Avoiding or leaving out eggs doesn’t mean sacrificing the flavor of your favorite foods. There are many options for egg substitutes for cooking and baking.

Whether an allergy or sensitivity necessitates that you substitute eggs, or you made the choice to avoid them as a vegan, you simply ran out or are trying to cut costs – you can find a suitable egg substitute for your needs. But the most important consideration is: how is the egg being used in the recipe?

Eggs are used to provide moisture, to bind a recipe together, or even to make a recipe rise. Sometimes you need only the white or only the yolk. Some recipes really don’t need eggs at all as long as you replace the moisture with something else, for example in a pancake recipe.

Some egg substitutes may change the taste or texture of your recipe, so you will want to choose from these options one that will compliment the other ingredients or not be noticed. So have a little fun experimenting with egg substitutes for cooking and baking to find what works for your family and your favorite recipes.

*Note each substitution below equals one egg. 

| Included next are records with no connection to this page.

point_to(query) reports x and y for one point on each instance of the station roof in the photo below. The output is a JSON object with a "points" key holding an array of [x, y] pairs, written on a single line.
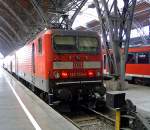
{"points": [[20, 20]]}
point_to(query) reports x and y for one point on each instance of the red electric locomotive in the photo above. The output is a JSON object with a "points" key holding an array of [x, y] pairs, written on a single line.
{"points": [[138, 64], [65, 65]]}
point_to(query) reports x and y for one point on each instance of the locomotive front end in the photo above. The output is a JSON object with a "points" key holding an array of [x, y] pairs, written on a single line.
{"points": [[77, 67]]}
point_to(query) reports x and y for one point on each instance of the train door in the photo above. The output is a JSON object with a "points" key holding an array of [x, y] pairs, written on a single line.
{"points": [[104, 64], [33, 62], [10, 66]]}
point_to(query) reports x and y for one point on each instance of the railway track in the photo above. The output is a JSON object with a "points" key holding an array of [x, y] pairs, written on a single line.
{"points": [[91, 120]]}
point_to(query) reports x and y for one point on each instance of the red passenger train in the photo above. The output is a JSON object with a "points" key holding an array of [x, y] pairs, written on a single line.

Egg Substitutes for Moisture

This is the easiest substitution and used most often in baked goods such as cookies, muffins, and quick loaves of bread. The pancake recipe given above would be another example. Sometimes you can simply add just a little more of the liquids already in the recipe and leave out the egg altogether.

Egg Substitutes for Binding

This substitution is sometimes used in baking, but mainly in recipes where the egg helps hold together other ingredients such as meatballs or a meatloaf. The “flax egg” recipe is one of the most common egg substitutes.

Egg Substitutes for Leavening

Eggs give texture and provide lift, especially in baking. Egg-free baked goods tend to be a bit dense and heavy, but there are several things you can do to lighten them up.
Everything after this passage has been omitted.